Görüntülediğiniz mahkeme kararı kesinleşmiş bir karardır.

T.C.
İSTANBUL
BÖLGE ADLİYE MAHKEMESİ
13. HUKUK DAİRESİ
DOSYA NO: 2018/876 Esas
KARAR NO : 2019/1083 Karar
T Ü R K M İ L L E T İ A D I N A
İ S T İ N A F K A R A R I
İNCELENEN KARARIN
MAHKEME : BAKIRKÖY 7. ASLİYE TİCARET MAHKEMESİ
TARİH : 20/04/2018
DOSYA NUMARASI : 2016/1014 Esas 2018/398 Karar
DAVA : İtirazın İptali (Taşıma Sözleşmesi Kaynaklı)
KARAR TARİHİ: 11/09/2019
İlk derece Mahkemesinde yapılan yargılama sonucunda verilen karara karşı istinaf kanun yoluna başvurulmuş olmakla dava dosyası incelendi:
TARAFLARIN İDDİA VE SAVUNMASININ ÖZETİ:
Davacı vekili dava dilekçesi ile, müvekkilinin yaptığı yurtdışı nakliyesi hizmetleri karşılığı olarak davalı borçlu şirketten toplam 41.500,00 EURO fatura alacağının olduğunu, alacağının tahsili amacıyla davalı şirkete karşı Küçükçekmece … İcra Müdürlüğü’nün … esas sayılı dosyasıyla icra takibi başlatıldığını, davalı-borçlu şirketin dosya borcuna itirazı üzerine takibin durduğunu belirterek itirazın iptaline, takibin devamına davalı şirketin %20 icra inkâr tazminatına mahkûm edilmesine karar verilmesini talep etmiştir. Davalı vekili cevap dilekçesi ile, müvekkilinin müşterilere ait tekstil ürünlerinin karayollarıyla taşınması için davacı ile anlaştığını ve taşıma işini davacıya devrettiğini, davacının hiçbir neden ileri sürmeksizin malların taşınmasını geciktirdiğini, malların gcikmesinden dolayı müşterilerinin maddi zarara uğradıklarını ve navlun ücretini ödemeyeceklerini kendilerine bildirdiklerini, teslimdeki gecikme nedeniyle müvekkilinin Hollanda’daki müşterisine dağıtımı uçakla yapmak zorunda kaldıklarını ve müvekkilinin ve müşterisinin maddi manevi zarar gördüklerini, uluslararası karayolu taşıma sözleşmesinin 26.maddesi gereğince termin aşımı durumunda araç başı günlük 200 EURO gecikme cezası uygulanacağını, müvekkilinin davacıdan alacağı toplam gecikmeden kaynaklı 29.400 EURO alacak hakkını şimdilik saklı tuttuklarını, ayrıca davacının düzenlediği faturalara karşı 18/10/2016 tarihli ve 21/10/2016 tarihli ihtarnameler ile iki kez itiraz edildiğini ve 17/10/2016 tarihli 29.400 EURO bedelli iade faturası düzenlendiğini, davacının taşımalardaki gecikmeden sorumlu olması nedeniyle navlun alacağına hak kazanmadığını, alacağında likit olmamasından dolayı icra inkar tazminatı talebininde haksız olduğunu belirterek davanın reddini istemiştir.

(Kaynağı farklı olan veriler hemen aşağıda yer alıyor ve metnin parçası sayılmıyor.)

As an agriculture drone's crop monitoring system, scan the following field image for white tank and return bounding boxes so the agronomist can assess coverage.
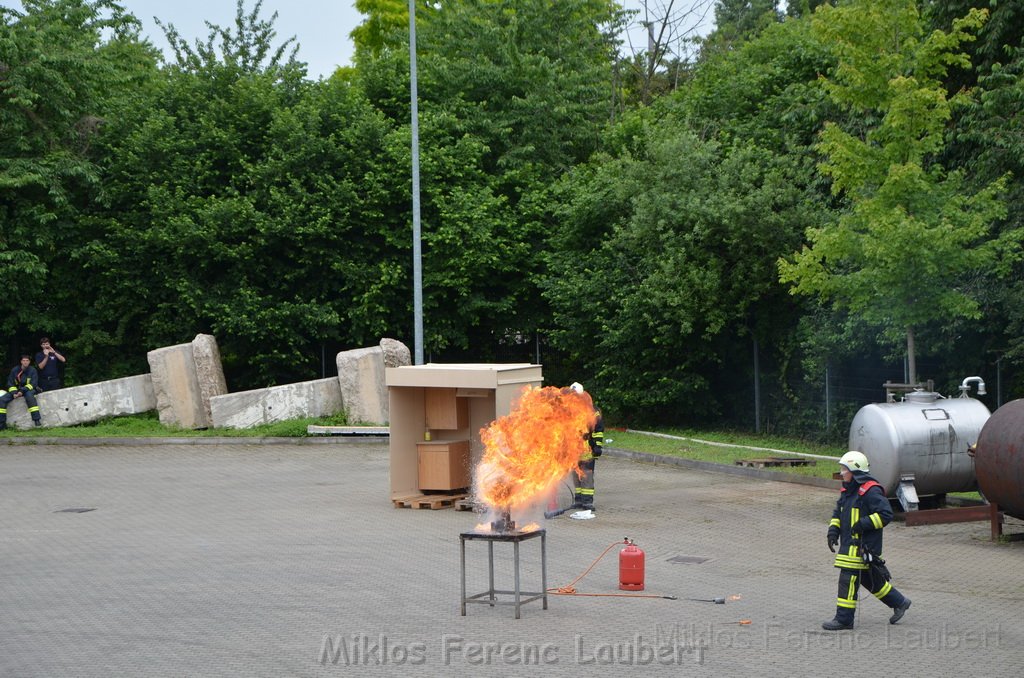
[849,391,989,497]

İLK DERECE MAHKEMESİNİN KARARININ ÖZETİ:
Bakırköy 7. Asliye Ticaret Mahkemesi 20/04/2018 tarih 2016/1014 Esas – 2018/398 Karar sayılı kararında;
“…İncelemeye sunulan defter ve belgeler ile tüm dosya kapsamına göre,taraflar arasında takibe konu faturalara istinaden taşıma hizmetinin gecikmeli de olsa yerine getirildiği, ve davacının faturada belirtilen bedellere hak kazandığı, davalı tarafça gecikmeden kaynaklı iade faturası düzenlenmiş olup, bilirkişi incelemesinde de gecikmeden kaynaklı zararın 29.400 EURO olduğu bildirilmiş ise de davalı tarafça cevap dilekçesinde bu alacaklarını saklı tuttuklarını beyan etmeleri karşısında harcı yatırılarak usulüne uygun açılmış bir karşı dava da olmadığından gecikmeden kaynaklı zarar miktarı mahsup edilmeyerek taraflar arasında ihtilafsız olan faturalar nedeniyle davacının takip ve dava tarihi itibariyle davalıdan 141.560,65 TL faturaya dayalı hesap alacağının bulunduğu anlaşıldığından davalının itirazının iptaline, davalının aleyhine girişilen icra takibinin tamamına haksız ve kötüniyetli olarak itiraz ettiği, dava İİK.nun 67. maddesi uyarınca açılan itirazın iptali davası olup, icra takibi faturadan kaynaklanan alacağın tahsiline yönelik olduğu,bu durumda açılan itirazın iptali davasında hüküm altına alınan alacak bilinebilir, bir başka deyişle likit olduğundan hükmedilen miktarın % 20’si oranında İİK.nun 67. maddesi uyarınca davacı yararına tazminata hükmedilmesine karar verildiği…”gerekçesi ile, Davanın kabulü ile 141.560,65 TL asıl alacak yönünden davalının Küçükçekmece.. İcra Müdürlüğü’nün … esas sayılı takibe vaki itirazın iptaline, takibin asıl alacak yönünden devamına; Asıl alacağa takip tarihinden itibaren 3095 Sayılı kanunun 2/2. Maddesi gereğince Merkez Bankasının kısa vadeli krediler için ön gördüğü değişen oranlarda avans faiz oranı uygulanmasına,Asıl alacağın %20’si üzerinden hesap edilen 28.312,13 TL icra inkar tazminatının davalıdan alınarak davacıya verilmesine, karar verilmiş ve karara karşı davalı vekili tarafından istinaf başvurusunda bulunulmuştur.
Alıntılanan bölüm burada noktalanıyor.